Metabolism is the sum total of chemical reactions taking place in the cells of the living organisms. All metabolic changes that take place are in multiple reactions and follow a particular pathway called the metabolic pathway. This metabolic pathway includes a series of reactions which involve both breaking and making of biomolecules. In other words, metabolism results in either complex compounds, being formed from simple molecules or simple micromolecules, being formed from complex molecules.
Let us go through the metabolic pathways and see how it helps in living state of organisms in details.
Metabolic Basis For Living
Metabolic pathways involve the extraction of energy by breaking molecules and using this energy to synthesize the building blocks. The process of metabolism occurs in two phases namely anabolism and catabolism.
The metabolic pathway in which a complex molecule is produced from simple molecules is called an anabolic pathway. Since it involves the synthesis of metabolites, it is also known as the biosynthetic pathway.
For example, amino acids become proteins. The catabolic pathway is another metabolic pathway where a more complex structure is broken down into simple molecules.
Glycolysis is an example of the catabolic pathway where more complex 6-C glucose molecule is reduced to 3-C pyruvic acid.

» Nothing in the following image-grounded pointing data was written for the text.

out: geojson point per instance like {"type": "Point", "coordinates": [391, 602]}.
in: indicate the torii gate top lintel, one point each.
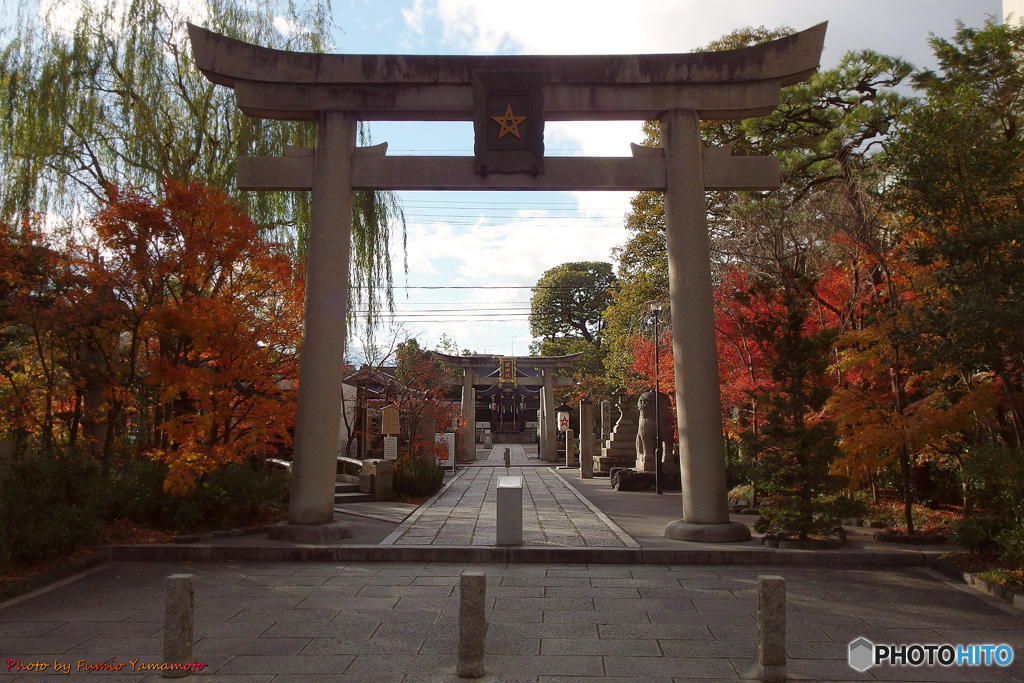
{"type": "Point", "coordinates": [281, 84]}
{"type": "Point", "coordinates": [484, 360]}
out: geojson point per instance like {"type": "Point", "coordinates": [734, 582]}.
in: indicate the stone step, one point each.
{"type": "Point", "coordinates": [340, 499]}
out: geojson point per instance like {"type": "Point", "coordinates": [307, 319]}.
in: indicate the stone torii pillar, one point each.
{"type": "Point", "coordinates": [310, 511]}
{"type": "Point", "coordinates": [469, 415]}
{"type": "Point", "coordinates": [706, 513]}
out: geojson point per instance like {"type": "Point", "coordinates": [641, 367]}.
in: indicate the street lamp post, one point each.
{"type": "Point", "coordinates": [655, 309]}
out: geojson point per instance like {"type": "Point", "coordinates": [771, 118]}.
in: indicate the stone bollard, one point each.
{"type": "Point", "coordinates": [178, 624]}
{"type": "Point", "coordinates": [771, 629]}
{"type": "Point", "coordinates": [509, 513]}
{"type": "Point", "coordinates": [472, 624]}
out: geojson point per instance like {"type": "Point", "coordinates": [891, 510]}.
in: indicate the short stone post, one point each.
{"type": "Point", "coordinates": [586, 439]}
{"type": "Point", "coordinates": [472, 624]}
{"type": "Point", "coordinates": [771, 629]}
{"type": "Point", "coordinates": [509, 517]}
{"type": "Point", "coordinates": [178, 624]}
{"type": "Point", "coordinates": [605, 421]}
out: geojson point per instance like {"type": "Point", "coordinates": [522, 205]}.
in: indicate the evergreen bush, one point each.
{"type": "Point", "coordinates": [417, 476]}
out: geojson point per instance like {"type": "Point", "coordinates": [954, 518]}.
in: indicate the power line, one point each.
{"type": "Point", "coordinates": [489, 202]}
{"type": "Point", "coordinates": [486, 287]}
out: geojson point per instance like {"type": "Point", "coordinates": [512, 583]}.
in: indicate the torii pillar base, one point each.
{"type": "Point", "coordinates": [727, 532]}
{"type": "Point", "coordinates": [310, 532]}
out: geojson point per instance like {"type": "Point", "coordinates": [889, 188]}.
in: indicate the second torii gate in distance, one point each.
{"type": "Point", "coordinates": [508, 98]}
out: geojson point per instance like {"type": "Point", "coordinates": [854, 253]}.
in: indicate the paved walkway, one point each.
{"type": "Point", "coordinates": [465, 512]}
{"type": "Point", "coordinates": [397, 622]}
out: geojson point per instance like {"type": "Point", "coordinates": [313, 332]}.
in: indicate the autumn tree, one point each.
{"type": "Point", "coordinates": [212, 318]}
{"type": "Point", "coordinates": [115, 99]}
{"type": "Point", "coordinates": [958, 163]}
{"type": "Point", "coordinates": [795, 447]}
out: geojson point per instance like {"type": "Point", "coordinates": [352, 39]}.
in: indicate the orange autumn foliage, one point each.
{"type": "Point", "coordinates": [215, 314]}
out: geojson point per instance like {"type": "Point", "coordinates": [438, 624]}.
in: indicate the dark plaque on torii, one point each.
{"type": "Point", "coordinates": [508, 122]}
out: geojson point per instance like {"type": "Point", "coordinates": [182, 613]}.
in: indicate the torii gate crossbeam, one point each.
{"type": "Point", "coordinates": [338, 90]}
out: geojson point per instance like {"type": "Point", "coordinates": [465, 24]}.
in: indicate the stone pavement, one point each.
{"type": "Point", "coordinates": [396, 622]}
{"type": "Point", "coordinates": [465, 512]}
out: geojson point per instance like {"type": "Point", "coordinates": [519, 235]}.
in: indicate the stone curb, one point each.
{"type": "Point", "coordinates": [1004, 593]}
{"type": "Point", "coordinates": [220, 534]}
{"type": "Point", "coordinates": [45, 579]}
{"type": "Point", "coordinates": [517, 554]}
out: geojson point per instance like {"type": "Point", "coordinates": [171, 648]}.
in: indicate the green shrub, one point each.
{"type": "Point", "coordinates": [417, 476]}
{"type": "Point", "coordinates": [48, 505]}
{"type": "Point", "coordinates": [228, 497]}
{"type": "Point", "coordinates": [1012, 546]}
{"type": "Point", "coordinates": [978, 535]}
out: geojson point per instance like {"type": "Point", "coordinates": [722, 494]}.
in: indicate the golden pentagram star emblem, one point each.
{"type": "Point", "coordinates": [509, 123]}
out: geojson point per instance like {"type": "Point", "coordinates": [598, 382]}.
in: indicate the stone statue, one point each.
{"type": "Point", "coordinates": [647, 431]}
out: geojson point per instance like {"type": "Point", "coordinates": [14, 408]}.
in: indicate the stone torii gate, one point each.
{"type": "Point", "coordinates": [547, 383]}
{"type": "Point", "coordinates": [508, 98]}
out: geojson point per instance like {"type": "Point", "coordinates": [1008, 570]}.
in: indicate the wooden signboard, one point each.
{"type": "Point", "coordinates": [508, 121]}
{"type": "Point", "coordinates": [390, 447]}
{"type": "Point", "coordinates": [389, 420]}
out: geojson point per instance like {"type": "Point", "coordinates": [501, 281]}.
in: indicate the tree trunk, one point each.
{"type": "Point", "coordinates": [904, 461]}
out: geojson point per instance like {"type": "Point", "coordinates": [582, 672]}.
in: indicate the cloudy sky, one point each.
{"type": "Point", "coordinates": [471, 244]}
{"type": "Point", "coordinates": [488, 240]}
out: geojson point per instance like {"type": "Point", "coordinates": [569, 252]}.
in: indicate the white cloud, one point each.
{"type": "Point", "coordinates": [414, 16]}
{"type": "Point", "coordinates": [286, 27]}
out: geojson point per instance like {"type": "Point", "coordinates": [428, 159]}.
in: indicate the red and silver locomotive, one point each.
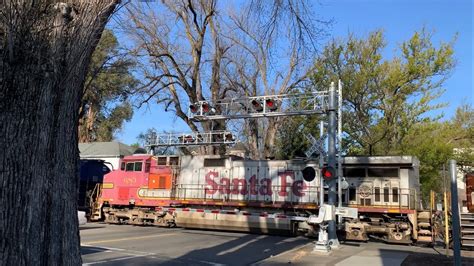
{"type": "Point", "coordinates": [232, 193]}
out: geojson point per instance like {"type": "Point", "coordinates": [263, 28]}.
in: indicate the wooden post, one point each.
{"type": "Point", "coordinates": [446, 226]}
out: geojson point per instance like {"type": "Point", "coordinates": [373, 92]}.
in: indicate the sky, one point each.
{"type": "Point", "coordinates": [399, 19]}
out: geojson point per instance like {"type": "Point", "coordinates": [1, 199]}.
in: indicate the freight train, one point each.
{"type": "Point", "coordinates": [265, 196]}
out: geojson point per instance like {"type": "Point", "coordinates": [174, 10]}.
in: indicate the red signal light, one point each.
{"type": "Point", "coordinates": [271, 104]}
{"type": "Point", "coordinates": [257, 105]}
{"type": "Point", "coordinates": [328, 172]}
{"type": "Point", "coordinates": [193, 108]}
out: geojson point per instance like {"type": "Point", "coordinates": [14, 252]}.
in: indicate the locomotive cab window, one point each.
{"type": "Point", "coordinates": [138, 166]}
{"type": "Point", "coordinates": [377, 194]}
{"type": "Point", "coordinates": [134, 166]}
{"type": "Point", "coordinates": [386, 191]}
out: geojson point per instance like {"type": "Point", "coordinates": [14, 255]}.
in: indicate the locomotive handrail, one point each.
{"type": "Point", "coordinates": [406, 198]}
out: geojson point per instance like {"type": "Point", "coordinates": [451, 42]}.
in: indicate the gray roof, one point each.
{"type": "Point", "coordinates": [104, 149]}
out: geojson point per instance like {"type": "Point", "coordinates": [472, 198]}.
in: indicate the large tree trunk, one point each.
{"type": "Point", "coordinates": [45, 48]}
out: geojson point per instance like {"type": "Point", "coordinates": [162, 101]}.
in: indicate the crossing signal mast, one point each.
{"type": "Point", "coordinates": [191, 139]}
{"type": "Point", "coordinates": [260, 106]}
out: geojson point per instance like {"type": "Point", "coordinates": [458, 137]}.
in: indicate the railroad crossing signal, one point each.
{"type": "Point", "coordinates": [317, 145]}
{"type": "Point", "coordinates": [260, 106]}
{"type": "Point", "coordinates": [192, 138]}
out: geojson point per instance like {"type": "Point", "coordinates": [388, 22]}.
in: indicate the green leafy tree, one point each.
{"type": "Point", "coordinates": [105, 105]}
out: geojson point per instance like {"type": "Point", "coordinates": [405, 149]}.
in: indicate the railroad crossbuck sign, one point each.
{"type": "Point", "coordinates": [328, 173]}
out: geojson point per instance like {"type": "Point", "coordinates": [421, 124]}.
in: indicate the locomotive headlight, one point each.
{"type": "Point", "coordinates": [344, 184]}
{"type": "Point", "coordinates": [271, 104]}
{"type": "Point", "coordinates": [257, 105]}
{"type": "Point", "coordinates": [194, 108]}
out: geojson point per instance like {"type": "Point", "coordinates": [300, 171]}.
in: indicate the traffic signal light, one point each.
{"type": "Point", "coordinates": [328, 173]}
{"type": "Point", "coordinates": [308, 173]}
{"type": "Point", "coordinates": [194, 108]}
{"type": "Point", "coordinates": [271, 104]}
{"type": "Point", "coordinates": [257, 105]}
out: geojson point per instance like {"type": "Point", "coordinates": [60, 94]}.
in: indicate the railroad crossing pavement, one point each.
{"type": "Point", "coordinates": [133, 245]}
{"type": "Point", "coordinates": [370, 254]}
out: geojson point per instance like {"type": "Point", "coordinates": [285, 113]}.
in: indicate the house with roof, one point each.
{"type": "Point", "coordinates": [110, 152]}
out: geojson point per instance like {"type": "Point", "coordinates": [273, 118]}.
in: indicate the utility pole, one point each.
{"type": "Point", "coordinates": [339, 147]}
{"type": "Point", "coordinates": [455, 212]}
{"type": "Point", "coordinates": [332, 193]}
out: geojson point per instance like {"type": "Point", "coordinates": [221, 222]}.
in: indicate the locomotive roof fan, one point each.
{"type": "Point", "coordinates": [308, 173]}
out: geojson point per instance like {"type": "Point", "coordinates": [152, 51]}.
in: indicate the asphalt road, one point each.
{"type": "Point", "coordinates": [135, 245]}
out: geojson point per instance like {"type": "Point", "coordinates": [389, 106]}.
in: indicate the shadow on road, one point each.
{"type": "Point", "coordinates": [244, 250]}
{"type": "Point", "coordinates": [86, 250]}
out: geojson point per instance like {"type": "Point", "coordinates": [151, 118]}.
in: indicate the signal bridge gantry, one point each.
{"type": "Point", "coordinates": [191, 139]}
{"type": "Point", "coordinates": [315, 102]}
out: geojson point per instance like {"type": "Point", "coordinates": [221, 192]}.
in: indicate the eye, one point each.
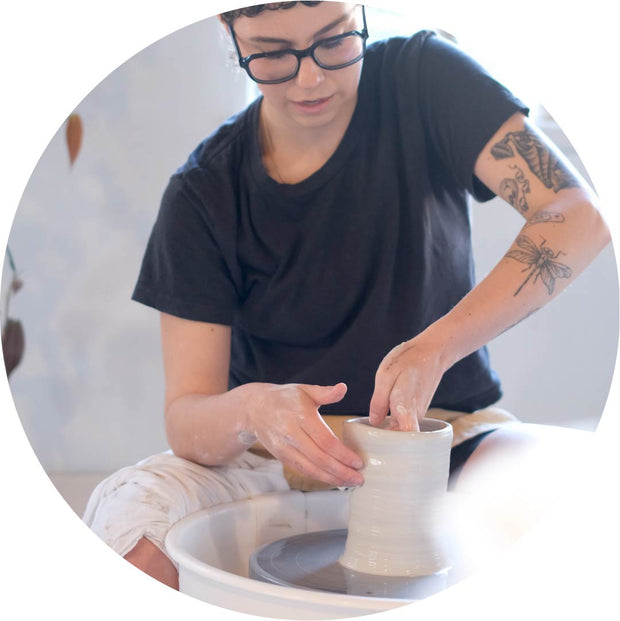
{"type": "Point", "coordinates": [330, 45]}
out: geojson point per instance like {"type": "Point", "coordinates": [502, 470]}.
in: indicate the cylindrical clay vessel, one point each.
{"type": "Point", "coordinates": [395, 516]}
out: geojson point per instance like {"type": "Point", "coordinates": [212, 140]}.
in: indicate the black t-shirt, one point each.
{"type": "Point", "coordinates": [320, 279]}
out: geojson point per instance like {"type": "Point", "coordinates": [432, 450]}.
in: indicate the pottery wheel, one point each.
{"type": "Point", "coordinates": [310, 561]}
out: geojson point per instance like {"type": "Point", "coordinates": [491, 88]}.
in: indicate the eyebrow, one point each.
{"type": "Point", "coordinates": [318, 33]}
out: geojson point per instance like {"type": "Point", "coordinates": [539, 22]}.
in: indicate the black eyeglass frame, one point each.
{"type": "Point", "coordinates": [244, 62]}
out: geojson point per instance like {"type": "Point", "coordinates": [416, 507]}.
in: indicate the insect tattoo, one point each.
{"type": "Point", "coordinates": [545, 216]}
{"type": "Point", "coordinates": [513, 191]}
{"type": "Point", "coordinates": [542, 162]}
{"type": "Point", "coordinates": [541, 263]}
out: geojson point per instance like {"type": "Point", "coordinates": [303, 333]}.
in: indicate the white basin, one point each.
{"type": "Point", "coordinates": [213, 548]}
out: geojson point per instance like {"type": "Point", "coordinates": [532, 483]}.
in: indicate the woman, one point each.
{"type": "Point", "coordinates": [314, 252]}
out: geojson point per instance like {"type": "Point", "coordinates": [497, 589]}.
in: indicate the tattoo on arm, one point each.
{"type": "Point", "coordinates": [545, 216]}
{"type": "Point", "coordinates": [542, 162]}
{"type": "Point", "coordinates": [540, 263]}
{"type": "Point", "coordinates": [513, 191]}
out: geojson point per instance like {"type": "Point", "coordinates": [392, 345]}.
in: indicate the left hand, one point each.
{"type": "Point", "coordinates": [406, 381]}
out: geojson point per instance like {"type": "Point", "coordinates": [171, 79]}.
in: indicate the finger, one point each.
{"type": "Point", "coordinates": [320, 466]}
{"type": "Point", "coordinates": [328, 442]}
{"type": "Point", "coordinates": [404, 411]}
{"type": "Point", "coordinates": [380, 400]}
{"type": "Point", "coordinates": [322, 395]}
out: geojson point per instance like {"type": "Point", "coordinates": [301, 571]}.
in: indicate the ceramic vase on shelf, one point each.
{"type": "Point", "coordinates": [396, 516]}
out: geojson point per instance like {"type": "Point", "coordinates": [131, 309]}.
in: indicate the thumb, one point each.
{"type": "Point", "coordinates": [322, 395]}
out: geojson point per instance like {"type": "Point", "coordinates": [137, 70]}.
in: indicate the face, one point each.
{"type": "Point", "coordinates": [315, 97]}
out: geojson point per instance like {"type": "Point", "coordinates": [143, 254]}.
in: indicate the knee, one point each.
{"type": "Point", "coordinates": [147, 557]}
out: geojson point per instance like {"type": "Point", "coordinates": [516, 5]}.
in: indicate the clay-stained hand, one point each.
{"type": "Point", "coordinates": [405, 383]}
{"type": "Point", "coordinates": [286, 420]}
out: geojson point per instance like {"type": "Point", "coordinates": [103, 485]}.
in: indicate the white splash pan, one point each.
{"type": "Point", "coordinates": [213, 548]}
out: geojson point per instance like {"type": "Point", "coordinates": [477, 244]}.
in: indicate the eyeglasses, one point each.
{"type": "Point", "coordinates": [282, 65]}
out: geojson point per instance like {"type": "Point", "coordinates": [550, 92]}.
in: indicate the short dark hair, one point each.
{"type": "Point", "coordinates": [251, 11]}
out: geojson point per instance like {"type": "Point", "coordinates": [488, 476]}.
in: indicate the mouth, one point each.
{"type": "Point", "coordinates": [313, 105]}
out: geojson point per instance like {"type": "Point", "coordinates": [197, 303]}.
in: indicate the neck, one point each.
{"type": "Point", "coordinates": [292, 153]}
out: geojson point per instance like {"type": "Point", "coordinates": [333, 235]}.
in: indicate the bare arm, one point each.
{"type": "Point", "coordinates": [562, 234]}
{"type": "Point", "coordinates": [209, 424]}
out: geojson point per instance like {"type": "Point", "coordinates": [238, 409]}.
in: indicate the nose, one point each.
{"type": "Point", "coordinates": [310, 74]}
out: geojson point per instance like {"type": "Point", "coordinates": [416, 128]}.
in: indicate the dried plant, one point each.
{"type": "Point", "coordinates": [13, 340]}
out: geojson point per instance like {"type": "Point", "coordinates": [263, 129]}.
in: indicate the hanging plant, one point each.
{"type": "Point", "coordinates": [73, 135]}
{"type": "Point", "coordinates": [13, 339]}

Anabolism takes place at the expense of energy i.e., anabolic pathways need energy input and consume energy. Catabolism liberates energy. Energy is released when glucose is converted to lactic acid. In living organisms, the liberated energy packs are stored and reserved for later use. Living systems use this stored energy for making new bonds (anabolism), mechanical work and other purposes in the form of adenosine triphosphate (ATP).
Metabolism and The Living State
As we all know, every living organisms use and release the energy. But how do they remain in the living state? What is the role of metabolism in it?
As we know, each living organism, be it a prokaryotic protozoan or eukaryotic fungi, are composed of thousands of biomolecules/metabolites. But the proportion varies.
Within an organism, the concentration of one biomolecule may be more or less than the concentration of another biomolecule. And this non-equilibrium state of metabolites keeps them in a steady state. As they say, ‘systems at equilibrium cannot perform work’. A living system can never be in equilibrium as they are continuously undergoing metabolism; energy is released and used continuously. Metabolism helps to maintain a non-equilibrium steady-state in organisms and thus, they are in living state. We can conclude that to be in a living state, it is important to be in a non-equilibrium state.